Media release - 19 November 2010 
 

 Media release - 19 November 2010 

World Risk Developments November 2010: Spotlight on QE2, the eurozone and protectionism

The November issue of EFIC’s newsletter, World Risk Developments, looks at the controversy surrounding the US Federal Reserve’s recent launching of a second round of quantitative monetary easing, or ‘QE2’. 

‘The policy is causing disagreement between the US and countries such as China, Korea and Germany wedded to export-led economic growth’, says EFIC’s chief economist Roger Donnelly. ‘The US says two things.  First, it needs to mount QE2 to keep the US economy from sliding into a deflationary recession. Second, it wouldn't need to administer so much monetary and fiscal stimulus to the economy if it could export more; but it can't because many exporting nations intervene in their currency markets to hold their exchange rates down. The exporters respond that they are only intervening in their currency markets to such a large extent because QE2 is increasing hot money inflows into their economies and putting undue upward pressure on their exchange rates. Both sides are pointing the finger at each other.’

The newsletter then turns to the escalating financial problems of peripheral eurozone countries, particularly Ireland.  It notes that the Irish government is in trouble with the bond market again because Irish banks are struggling to raise funds in capital markets and some are also suffering deposit withdrawals. At present, the European Central Bank is providing liquidity support, but doesn't want to do so indefinitely. So Dublin is being pressed to go to the IMF and EU for a rescue package out of which it could lend to the banks and inject further capital into them to shore up their solvency.
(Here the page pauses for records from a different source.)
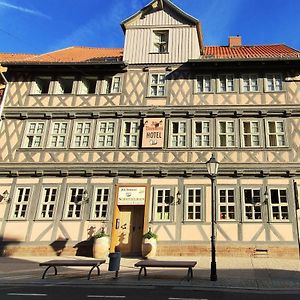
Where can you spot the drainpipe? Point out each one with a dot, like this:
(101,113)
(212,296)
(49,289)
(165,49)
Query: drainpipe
(2,70)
‘One good feature of the post-GFC world’, says Donnelly, ‘has been the failure of protectionism to take hold.’ ‘However, a recent report by the WTO, OECD and UNCTAD has warned that 'dark clouds' of protectionism are gathering, because of high unemployment, macroeconomic imbalances and tensions over exchange rates.’  According to Donnelly, the report’s warning serve to emphasise the need for coordinated international action by surplus and deficit nations to rebalance their economies to head off this protectionist threat.

In other stories, the newsletter looks at the outlook for transition economies, a controversial proposal in India for mining companies to share profits with landowners, headaches from hot money inflows for Indonesia, further setbacks to business in Venezuela, and radical economic transformation in Ghana.